Let $Y_1, ..., Y_n$ be iid from a Laplace distribution (also known as a double exponential distribution) with density function $$f (y; α) = 1/2 \exp(−|y − α|), y,\alpha \in \mathbb{R}.$$ Assuming that $n$ is even determine a maximum likelihood estimator of α. Is the MLE unique?

To solve this, do I need to consider different densities depending on whether the data are smaller or greater than $\alpha$? Say I have $n_0$ data where $y<\alpha$ then the density is $f (y; α) = 1/2 \exp((y − \alpha))$ and for remaining $n-n_0$ observations $y>\alpha$ withhaving density $f (y; α) = 1/2 \exp((\alpha − y))$. Then the likelihood is $$ (1/2 \exp((y − \alpha)))^{n_0}( 1/2 \exp((\alpha − y)))^{n-n_0}.$$ Maximizing the loglikelihood $n_0(y-\alpha)+(n-n_0)(\alpha-y)+\text{const}$ for $\alpha$, I get $n=2n_0$ which is independent of $\alpha$. Does it mean I cannot use the derivative and have to try something else

Answer 1

Because of the absolute value, you cannot take a derivative at $x=a$, hence the solution is more analytical. Note that maximizing the likelihood is the same as minimizing $\sum_{i=1}^n | x_i - a|$ w.r.t $\alpha$, namely, what value of $\alpha$ will give you $$ \sum_{i=1}^n \operatorname{sign}( x_i - \alpha) =0 . $$ A value that exactly half of the $x_i$s are larger then it (and the other half lower), i.e., $$ \hat{\alpha} = \operatorname{median} \{x_1,\ldots, x_n\}. $$ Full derivation you can find here.

Answer 2

You don't get $ (\frac 1 2 \exp((y − \alpha)))^{n_0}( \frac 1 2 \exp((\alpha − y)))^{n-n_0}.$ Rather, you get $$ \left(\frac 1 2 \right)^n \exp\left( (-1)\cdot\left(\sum_{i \, \in \, I} (\alpha-y_i) + \sum_{i\,\in\,J} (y_i - \alpha) \right) \right) $$ where $I$ is the set of indices $i$ for which $y_i>\alpha$ and $J$ is the set of indices $i$ for which $y_i<\alpha.$ The $y$-values are different for different indices $i$, and that was neglected in the form that you wrote.

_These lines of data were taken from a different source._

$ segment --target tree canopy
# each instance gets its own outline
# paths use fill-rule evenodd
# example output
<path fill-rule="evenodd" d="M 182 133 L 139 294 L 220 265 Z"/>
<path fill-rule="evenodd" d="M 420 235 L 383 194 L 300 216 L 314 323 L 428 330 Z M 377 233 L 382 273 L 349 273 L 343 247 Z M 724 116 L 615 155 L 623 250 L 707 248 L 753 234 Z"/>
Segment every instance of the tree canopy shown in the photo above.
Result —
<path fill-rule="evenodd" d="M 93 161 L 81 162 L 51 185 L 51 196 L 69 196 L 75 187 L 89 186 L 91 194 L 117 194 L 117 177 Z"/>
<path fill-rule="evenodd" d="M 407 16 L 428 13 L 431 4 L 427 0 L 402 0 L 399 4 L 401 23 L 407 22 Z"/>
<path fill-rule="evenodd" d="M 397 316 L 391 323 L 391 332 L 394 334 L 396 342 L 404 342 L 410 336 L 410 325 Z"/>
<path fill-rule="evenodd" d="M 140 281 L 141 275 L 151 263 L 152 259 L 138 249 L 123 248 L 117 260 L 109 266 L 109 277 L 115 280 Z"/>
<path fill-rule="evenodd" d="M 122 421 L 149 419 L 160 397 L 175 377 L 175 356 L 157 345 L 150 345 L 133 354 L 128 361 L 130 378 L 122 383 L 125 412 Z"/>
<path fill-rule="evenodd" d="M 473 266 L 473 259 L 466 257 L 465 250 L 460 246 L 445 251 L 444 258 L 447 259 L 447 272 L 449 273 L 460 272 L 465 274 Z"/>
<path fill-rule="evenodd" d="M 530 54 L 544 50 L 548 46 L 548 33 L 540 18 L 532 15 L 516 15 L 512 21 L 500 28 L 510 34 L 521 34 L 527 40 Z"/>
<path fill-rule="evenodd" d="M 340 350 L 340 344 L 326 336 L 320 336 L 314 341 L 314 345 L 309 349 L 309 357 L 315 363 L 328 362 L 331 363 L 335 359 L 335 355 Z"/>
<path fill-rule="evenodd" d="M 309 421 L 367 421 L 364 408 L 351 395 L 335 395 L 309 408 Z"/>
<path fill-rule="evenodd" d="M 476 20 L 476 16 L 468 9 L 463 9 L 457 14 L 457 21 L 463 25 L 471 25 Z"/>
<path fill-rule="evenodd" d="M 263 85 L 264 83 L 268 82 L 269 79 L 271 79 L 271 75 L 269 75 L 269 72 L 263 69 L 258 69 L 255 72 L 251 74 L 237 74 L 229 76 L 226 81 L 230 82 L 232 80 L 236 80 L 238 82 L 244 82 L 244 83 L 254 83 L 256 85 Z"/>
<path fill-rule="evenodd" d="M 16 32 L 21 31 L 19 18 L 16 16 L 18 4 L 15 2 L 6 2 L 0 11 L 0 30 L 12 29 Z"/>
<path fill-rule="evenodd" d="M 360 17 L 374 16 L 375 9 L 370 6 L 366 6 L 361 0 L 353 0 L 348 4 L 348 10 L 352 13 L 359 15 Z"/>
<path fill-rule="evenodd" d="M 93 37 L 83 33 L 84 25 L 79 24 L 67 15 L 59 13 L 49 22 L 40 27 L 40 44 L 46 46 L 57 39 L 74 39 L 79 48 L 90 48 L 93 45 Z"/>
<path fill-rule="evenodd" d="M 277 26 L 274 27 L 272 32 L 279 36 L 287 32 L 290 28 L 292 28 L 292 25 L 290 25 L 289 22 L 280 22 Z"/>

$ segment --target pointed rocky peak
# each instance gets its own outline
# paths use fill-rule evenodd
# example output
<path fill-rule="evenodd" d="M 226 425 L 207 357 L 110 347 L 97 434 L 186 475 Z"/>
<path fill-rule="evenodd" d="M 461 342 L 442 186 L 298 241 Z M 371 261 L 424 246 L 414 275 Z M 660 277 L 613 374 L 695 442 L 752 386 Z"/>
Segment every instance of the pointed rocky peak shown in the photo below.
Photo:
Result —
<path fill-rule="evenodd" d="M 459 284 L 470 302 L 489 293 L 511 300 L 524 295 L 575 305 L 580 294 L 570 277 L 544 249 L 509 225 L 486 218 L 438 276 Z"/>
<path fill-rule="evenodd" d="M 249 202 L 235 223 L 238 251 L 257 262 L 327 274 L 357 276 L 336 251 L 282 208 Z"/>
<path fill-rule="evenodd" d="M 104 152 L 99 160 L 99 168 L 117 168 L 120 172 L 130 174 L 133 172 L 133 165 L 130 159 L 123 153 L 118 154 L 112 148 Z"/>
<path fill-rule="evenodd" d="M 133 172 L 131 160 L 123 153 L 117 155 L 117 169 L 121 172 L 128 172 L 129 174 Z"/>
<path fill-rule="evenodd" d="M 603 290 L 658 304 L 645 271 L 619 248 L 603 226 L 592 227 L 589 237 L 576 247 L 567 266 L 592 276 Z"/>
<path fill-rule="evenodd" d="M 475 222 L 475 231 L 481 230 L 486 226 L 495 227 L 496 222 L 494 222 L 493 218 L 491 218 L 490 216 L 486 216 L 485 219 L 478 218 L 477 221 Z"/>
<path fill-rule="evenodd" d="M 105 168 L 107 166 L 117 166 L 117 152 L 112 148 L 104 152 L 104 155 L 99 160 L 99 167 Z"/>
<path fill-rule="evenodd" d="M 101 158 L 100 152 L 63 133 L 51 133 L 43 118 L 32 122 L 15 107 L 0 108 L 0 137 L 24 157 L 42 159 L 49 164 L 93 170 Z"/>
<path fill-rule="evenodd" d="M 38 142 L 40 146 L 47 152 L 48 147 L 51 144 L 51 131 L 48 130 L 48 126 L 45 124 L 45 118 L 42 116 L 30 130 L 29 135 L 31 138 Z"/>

This is a decreasing function of the sum inside the $\displaystyle \left( \vphantom{\sum_I} \text{large parentheses} \right),$ so you need the value of $\alpha$ that minimizes that.

Suppose for a particular value of $\alpha$ you have $|I|>|J|.$ I.e. there are more indices $i$ for which $y_i< \alpha$ than for which $y_i>\alpha.$ Then a small decrease in $\alpha$ decreases the sum over $I$ by more than the amount by which it increases the sum over $J,$ so that decreases the whole sum. Likewise if $|I|< |J|,$ increasing $alpha$ reduces that sum. Therefore the sum is minimized by making $|I|=|J|,$ i.e. $\alpha$ is less than the same number of observations that $\alpha$ is greater than.

In other words, the MLE is the sample median.